Case Report:
A 7-year-old girl presented to our children hospital with exertional
dyspnea and easy fatigability and frequent respiratory tract infections.
The patients did not have any significant antenatal, natal, and neonatal
history. She had normal intelligence and was doing well at school. The
lips and fingernails were mildly cyanotic without clubbing. The oxygen
saturation was 85% by pulse oximetry on room air. Arterial blood gas on
room air showed hypoxia with PaO2 of 50 mmHg and SaO2of 83%. On general
examination, she had short stature, narrow thorax, short fingers and
toes, bilateral polydactyly of hands (Figure 1) and left foot.
Fingernails and toenails were markedly hypoplastic, thin and wrinkled.
In oral examination, anterior teeth were conical. Examination of the
cardiovascular system revealed a 3/6 short systolic murmur at the left
lower sternal border and a loud second heart sound. The
electrocardiogram revealed left axis deviation, with complete right
bundle branch block in leads V1,V2. The chest X-ray showed cardiomegaly
with dilated main pulmonary artery and its branches. Transthoracic
echocardiogram (TTE) showed common atrium and PAVSD with moderate mitral
regurgitation (MR), mild tricuspid valve regurgitation, and moderate
pulmonary hypertension. A clinical diagnosis of EVC syndrome was
established. Based on the pre-operative findings, the patient was
planned for surgical repair of PAVSD and common atrium. The operation
was performed through median sternotomy. Total cardiopulmonary bypass
was prepared, the aorta was cross-clamped, and the heart was arrested by
antegrade cardioplegic solution. A right atrial incision was made
parallel to the right atrioventricular groove, and the intracardiac
anatomy was explored. There was DOMV (Figure 2), which was not diagnosed
by preoperative TTE. The greater orifice of the mitral valve was similar
to that in the classic PAVSD, and consisted of three leaflets (left
superior leaflet (LSL), left inferior leaflet (LIL), and left lateral
leaflet). This orifice (The greater one) of the mitral valve was
repaired by suturing the free edges of LSL and LIL to each other by fine
6/0 Prolene sutures, thus converting it to a bileaflet valve (Figure 3).
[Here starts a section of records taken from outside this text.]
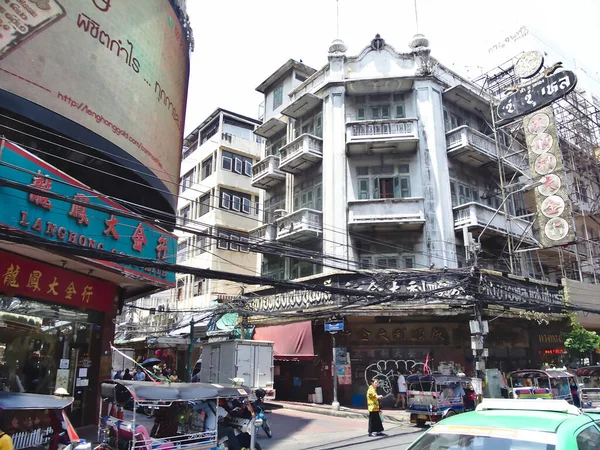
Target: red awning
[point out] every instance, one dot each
(292, 341)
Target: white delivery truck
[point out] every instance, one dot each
(239, 358)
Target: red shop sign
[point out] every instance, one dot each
(38, 280)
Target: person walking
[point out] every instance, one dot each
(375, 424)
(402, 389)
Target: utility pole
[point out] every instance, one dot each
(332, 326)
(190, 351)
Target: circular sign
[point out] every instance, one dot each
(553, 206)
(550, 185)
(556, 228)
(542, 143)
(546, 163)
(539, 123)
(529, 64)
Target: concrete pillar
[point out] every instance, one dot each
(439, 235)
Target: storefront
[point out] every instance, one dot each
(52, 322)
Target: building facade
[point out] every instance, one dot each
(88, 172)
(216, 200)
(389, 162)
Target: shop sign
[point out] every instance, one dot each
(20, 276)
(291, 300)
(544, 338)
(536, 95)
(554, 215)
(62, 221)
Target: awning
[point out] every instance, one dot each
(292, 341)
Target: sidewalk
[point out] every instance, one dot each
(389, 415)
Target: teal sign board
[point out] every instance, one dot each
(62, 221)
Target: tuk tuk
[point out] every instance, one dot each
(186, 416)
(39, 421)
(589, 386)
(545, 384)
(434, 397)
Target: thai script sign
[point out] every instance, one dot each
(20, 276)
(554, 216)
(75, 223)
(536, 95)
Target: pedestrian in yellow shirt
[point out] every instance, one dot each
(375, 425)
(5, 439)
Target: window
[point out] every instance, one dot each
(232, 240)
(206, 168)
(184, 215)
(277, 97)
(226, 161)
(222, 243)
(363, 188)
(204, 205)
(237, 163)
(246, 205)
(588, 439)
(377, 187)
(225, 200)
(198, 286)
(236, 201)
(187, 180)
(182, 249)
(236, 205)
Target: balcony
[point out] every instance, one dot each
(300, 226)
(266, 173)
(378, 136)
(476, 149)
(386, 214)
(301, 153)
(476, 216)
(264, 233)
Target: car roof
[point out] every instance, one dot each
(521, 420)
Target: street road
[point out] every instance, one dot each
(295, 429)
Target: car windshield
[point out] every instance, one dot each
(443, 441)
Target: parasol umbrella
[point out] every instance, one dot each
(151, 361)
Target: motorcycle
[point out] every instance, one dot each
(260, 412)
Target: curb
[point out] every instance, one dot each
(343, 412)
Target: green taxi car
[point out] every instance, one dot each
(499, 424)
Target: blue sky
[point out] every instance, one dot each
(239, 43)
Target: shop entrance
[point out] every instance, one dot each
(46, 347)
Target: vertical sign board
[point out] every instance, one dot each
(554, 217)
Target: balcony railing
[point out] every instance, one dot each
(402, 133)
(403, 213)
(464, 139)
(300, 225)
(266, 172)
(264, 233)
(301, 153)
(480, 216)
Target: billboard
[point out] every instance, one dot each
(116, 67)
(65, 222)
(554, 215)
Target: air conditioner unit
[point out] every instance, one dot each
(279, 213)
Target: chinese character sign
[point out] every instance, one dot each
(76, 221)
(20, 276)
(554, 217)
(537, 94)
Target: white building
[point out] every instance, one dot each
(387, 160)
(216, 198)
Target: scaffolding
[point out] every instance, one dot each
(578, 130)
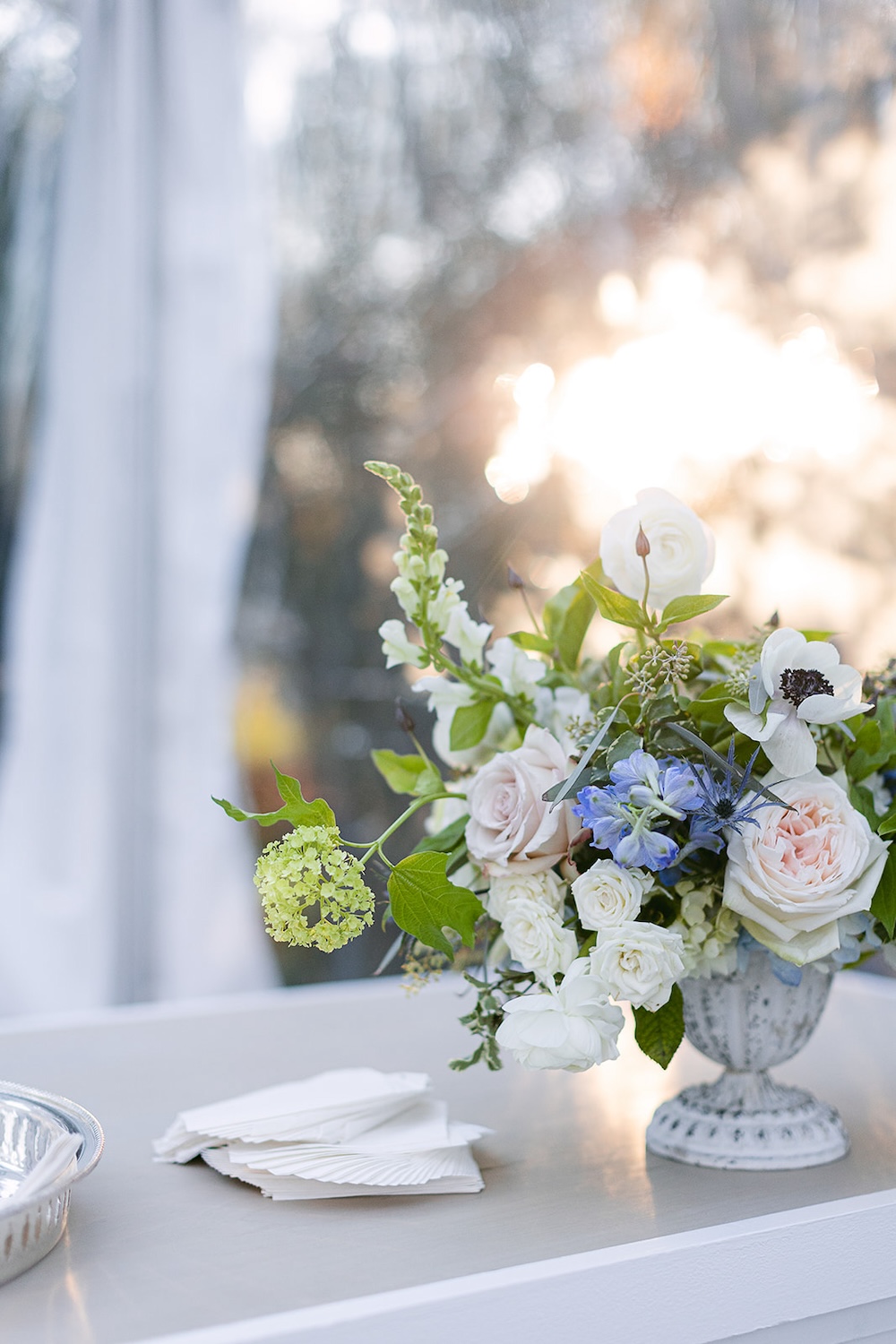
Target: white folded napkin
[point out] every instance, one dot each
(328, 1107)
(349, 1132)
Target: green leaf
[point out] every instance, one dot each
(817, 636)
(884, 905)
(263, 819)
(659, 1032)
(425, 902)
(301, 814)
(445, 840)
(469, 725)
(622, 747)
(874, 742)
(685, 607)
(296, 809)
(411, 774)
(533, 642)
(863, 801)
(567, 617)
(614, 607)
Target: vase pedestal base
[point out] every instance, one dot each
(745, 1121)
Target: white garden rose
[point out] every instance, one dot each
(638, 962)
(511, 825)
(524, 886)
(797, 873)
(607, 895)
(681, 548)
(536, 938)
(573, 1026)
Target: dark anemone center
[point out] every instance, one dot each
(797, 685)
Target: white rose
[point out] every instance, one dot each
(511, 825)
(794, 874)
(570, 1027)
(522, 886)
(638, 962)
(536, 938)
(607, 895)
(681, 548)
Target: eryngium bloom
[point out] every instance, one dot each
(308, 868)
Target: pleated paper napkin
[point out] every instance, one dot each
(347, 1132)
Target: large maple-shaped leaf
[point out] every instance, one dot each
(425, 902)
The other small orifice was left intact to avoid any possible mitral
stenosis. Saline test showed excellent result with trivial residual MR.
There was complete absence of the atrial septum without any remnants. A
new atrial septum was constructed by an autologous fresh pericardial
patch. The remainder of the operation progressed uneventfully and
without any conduction disturbances. Postoperative TTE showed no
residual shunt across the new atrial septum, and trivial MR. The
postoperative period was uneventful, and the arterial blood gas showed
normal oxygenation. The patient was discharged in stable condition, and
has been on regular follow-up for last 6 months without any complains.